If you are Brexit supporter fed up with all the muddle emanating from the media, a press release from the European Commission is hardly the obvious place to turn for clarity.
A recent communication, entitled “State of play of Article 50 negotiations with the United Kingdom” nonetheless does help to clear some of the fog surrounding the current state of play with Brexit. In particular, it offers some welcome clarification over the debate as to whether Article 50 is reversible. “It was the decision of the United Kingdom to trigger Article 50. But once triggered, it cannot be unilaterally reversed. Article 50 does not provide for the unilateral withdrawal of the notification.”
In other words, pulling back from Article 50 would require the agreement of both the EU and the UK government. This isn’t on the cards, whatever Vince Cable may be saying. It also provides clarification about life after Brexit. The UK will become a “third country” on 29th March 2019 and if there is no agreement between the UK and the EU by then, we will be reliant on WTO rules for trade.
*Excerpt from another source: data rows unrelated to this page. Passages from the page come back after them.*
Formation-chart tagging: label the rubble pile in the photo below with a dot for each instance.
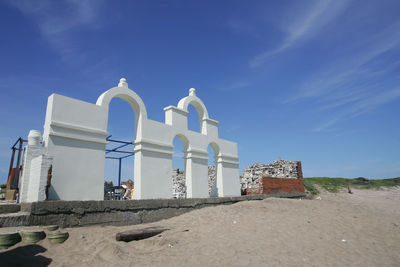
(178, 184)
(280, 168)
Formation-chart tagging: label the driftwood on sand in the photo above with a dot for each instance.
(139, 234)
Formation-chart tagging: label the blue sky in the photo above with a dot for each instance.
(316, 81)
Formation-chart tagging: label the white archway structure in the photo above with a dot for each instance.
(75, 138)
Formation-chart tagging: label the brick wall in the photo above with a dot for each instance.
(272, 185)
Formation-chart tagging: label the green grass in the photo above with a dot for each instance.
(335, 184)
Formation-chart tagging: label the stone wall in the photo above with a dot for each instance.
(280, 168)
(178, 184)
(114, 212)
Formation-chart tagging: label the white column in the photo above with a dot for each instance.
(196, 173)
(152, 170)
(228, 180)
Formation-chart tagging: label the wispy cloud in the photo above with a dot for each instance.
(359, 81)
(306, 23)
(57, 21)
(234, 86)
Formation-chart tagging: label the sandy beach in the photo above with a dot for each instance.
(341, 229)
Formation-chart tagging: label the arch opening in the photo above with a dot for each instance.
(213, 151)
(180, 144)
(119, 158)
(194, 119)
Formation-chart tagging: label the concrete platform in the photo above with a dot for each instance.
(115, 212)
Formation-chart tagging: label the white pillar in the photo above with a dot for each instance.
(228, 180)
(196, 173)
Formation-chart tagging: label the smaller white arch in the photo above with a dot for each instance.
(215, 147)
(196, 102)
(183, 139)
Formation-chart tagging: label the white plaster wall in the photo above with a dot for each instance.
(37, 185)
(74, 134)
(30, 152)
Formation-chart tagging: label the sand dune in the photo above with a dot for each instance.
(360, 229)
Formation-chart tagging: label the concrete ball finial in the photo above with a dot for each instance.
(122, 83)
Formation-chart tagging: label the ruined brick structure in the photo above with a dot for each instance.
(279, 176)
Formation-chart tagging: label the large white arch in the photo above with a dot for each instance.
(75, 139)
(122, 91)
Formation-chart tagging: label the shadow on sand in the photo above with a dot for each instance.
(24, 256)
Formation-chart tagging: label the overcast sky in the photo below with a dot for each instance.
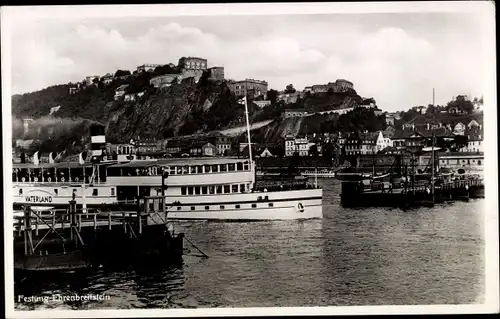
(396, 58)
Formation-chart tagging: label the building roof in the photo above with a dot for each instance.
(122, 87)
(370, 136)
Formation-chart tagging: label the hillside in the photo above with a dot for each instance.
(181, 109)
(360, 119)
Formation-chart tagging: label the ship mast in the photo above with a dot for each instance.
(432, 145)
(248, 131)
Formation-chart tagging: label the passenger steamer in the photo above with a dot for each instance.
(194, 188)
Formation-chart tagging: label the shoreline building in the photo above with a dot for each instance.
(253, 87)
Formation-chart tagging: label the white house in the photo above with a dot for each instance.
(297, 145)
(459, 129)
(382, 142)
(262, 104)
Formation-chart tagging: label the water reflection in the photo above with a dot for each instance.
(350, 257)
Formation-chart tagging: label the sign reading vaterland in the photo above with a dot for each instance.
(249, 159)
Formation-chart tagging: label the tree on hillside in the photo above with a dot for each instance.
(313, 150)
(272, 95)
(290, 89)
(122, 73)
(459, 142)
(462, 103)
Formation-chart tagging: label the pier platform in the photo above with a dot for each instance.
(356, 194)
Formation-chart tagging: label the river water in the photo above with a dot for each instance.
(372, 256)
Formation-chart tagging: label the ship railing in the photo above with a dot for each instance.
(56, 181)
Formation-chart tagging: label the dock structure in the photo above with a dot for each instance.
(356, 194)
(73, 239)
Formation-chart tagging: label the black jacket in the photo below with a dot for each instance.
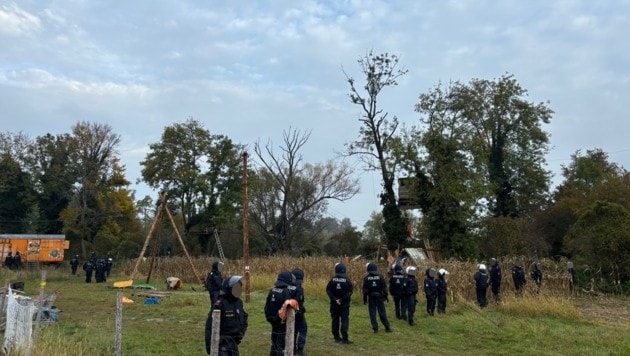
(234, 320)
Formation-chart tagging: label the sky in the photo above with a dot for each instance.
(252, 70)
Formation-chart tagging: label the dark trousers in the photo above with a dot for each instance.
(481, 297)
(300, 331)
(400, 306)
(340, 315)
(441, 303)
(377, 304)
(410, 306)
(431, 304)
(278, 334)
(496, 292)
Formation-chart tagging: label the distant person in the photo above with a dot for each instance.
(109, 263)
(537, 276)
(375, 294)
(88, 267)
(442, 288)
(74, 264)
(481, 285)
(301, 328)
(518, 276)
(275, 311)
(8, 261)
(339, 291)
(397, 290)
(571, 276)
(430, 290)
(495, 279)
(233, 321)
(214, 280)
(411, 292)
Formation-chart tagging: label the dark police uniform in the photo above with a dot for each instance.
(234, 321)
(397, 290)
(375, 294)
(430, 291)
(301, 328)
(275, 300)
(339, 290)
(411, 291)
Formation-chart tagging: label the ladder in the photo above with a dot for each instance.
(218, 241)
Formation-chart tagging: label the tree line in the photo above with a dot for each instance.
(473, 164)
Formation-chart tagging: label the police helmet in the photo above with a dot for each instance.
(299, 275)
(371, 267)
(340, 268)
(284, 279)
(232, 286)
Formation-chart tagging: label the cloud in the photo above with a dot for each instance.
(16, 22)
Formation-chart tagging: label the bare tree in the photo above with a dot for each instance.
(377, 141)
(290, 194)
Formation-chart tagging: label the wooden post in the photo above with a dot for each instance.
(118, 336)
(161, 208)
(289, 338)
(216, 333)
(245, 229)
(38, 321)
(181, 241)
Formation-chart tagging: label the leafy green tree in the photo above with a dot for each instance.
(509, 140)
(600, 238)
(16, 196)
(93, 153)
(50, 161)
(288, 196)
(377, 136)
(589, 177)
(447, 185)
(200, 172)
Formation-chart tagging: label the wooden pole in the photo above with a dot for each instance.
(42, 287)
(245, 229)
(118, 336)
(161, 208)
(181, 241)
(289, 338)
(216, 333)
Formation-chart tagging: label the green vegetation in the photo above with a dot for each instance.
(530, 326)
This looks unlikely. It is almost certain that there will be some form of agreement, but whether it will be sufficiently comprehensive to cover all areas of trade, including non-tariff barriers, remains to be seen. Essentially, the options for both us and the EU are for us to crash out of the EU or to come up with an agreement which has been signed off by the UK government, the European Council and the European Parliament. A qualified majority is required in the Council and no mention is made of the need for parliaments in the member states to endorse the agreement. Significantly, the institution which produced this document, the European Commission, will not be involved in the sign-off at all.
A new mindset in the Civil Service?
Another interesting article to be brought to our attention is this piece from the Civil Service blog. It mentions the Department for Exiting the EU, or DExEU, a new department created specifically to handle Brexit. So far, 450 staff have been taken on and there are plans to recruit a further 400 during the course of this financial year. Another new Department, the Department for International Trade, has grown to 3,200 staff. The blog is very complimentary about the quality of work achieved so far by DExEU. “Within days of its establishment – from a standing start – DExEU was delivering policy analysis and advice of the highest quality to the new ministerial team.” One has to say that if the policy analysis and advice was of such a high quality, it is a pity that, judging by some of the ministerial announcements in recent months, it seems to have been ignored!
The blog’s author, Sir Jeremy Heywood, acknowledges something which we believe to be self-evident but which again, does not seem to be reflected in some of the statements we have heard from the Government:- “This is probably the biggest and most complex challenge the Civil Service has faced in our peacetime history.” On 29th March 2019, for the first time in over 46 years, the buck will stop with Westminster and Whitehall. There will be no Brussels to blame if things go wrong. Our elected representatives and the Civil Service will be fully responsible for running the country and will no longer spend some – or in some cases, most – of their time enacting legislation agreed by the EU. This truly requires a different mindset and we can but hope that the very upbeat tone of this blog is soon reflected in the actions of government departments, including preparing businesses for the changes which lie ahead.
The Great Repeal Bill
Returning to the Commission’s article, it points out that on 29th March 2019, the EU treaties will cease to apply to the UK. All legislation put onto our statute books which originates with the EU derives its authority from the treaties, so would be rendered null and void on Brexit day.
Due to the impossibility of replacing 46 years of EU laws with domestic legislation in such a short timescale, EU legislation needs to be “repatriated” – in other words, retained on the statute books but with the authority no longer derived from the EU treaties but from the UK Parliament. The European Union (Withdrawal) Bill, as the Great Repeal Bill is more correctly known, has now been published. It is a full 66 pages long and covers both the European Communities Act of 1972, which will be repealed on Brexit day, and the incorporation of EU law into UK law. The EU’s Charter of Fundamental Rights is not to be brought across, although no mention is made of exempting fisheries legislation, which will be covered by another bill – at least, that was the plan in the Queen’s speech.
It affirms our independence from the European courts and also provides some general guidelines for changes that will need to be made to the appropriate items of legislation to reflect the fact that their authority is no longer derived from the EU. It also confers powers on Ministers to use secondary legislation to amend provisions as they are transposed, although the amount of re-writing which will actually be required goes way beyond the guidelines in this Bill. Completing the necessary changes by March 2019 is going to be a major challenge whatever,
Our proposed withdrawal from the Euratom treaty, which provoked a storm in a teacup, is confirmed under the general guidelines for changes, as is the withdrawal from the EEA agreement, which does pose the question as to the nature of any transitional arrangement for EU-UK trade.
The bill for triggering Article 50 went through Parliament without amendment. The progress of this much longer bill is not likely to be straightforward, but of one thing we can be sure:- much of the mainstream media is likely to be providing us with a very unreliable guide on its progress.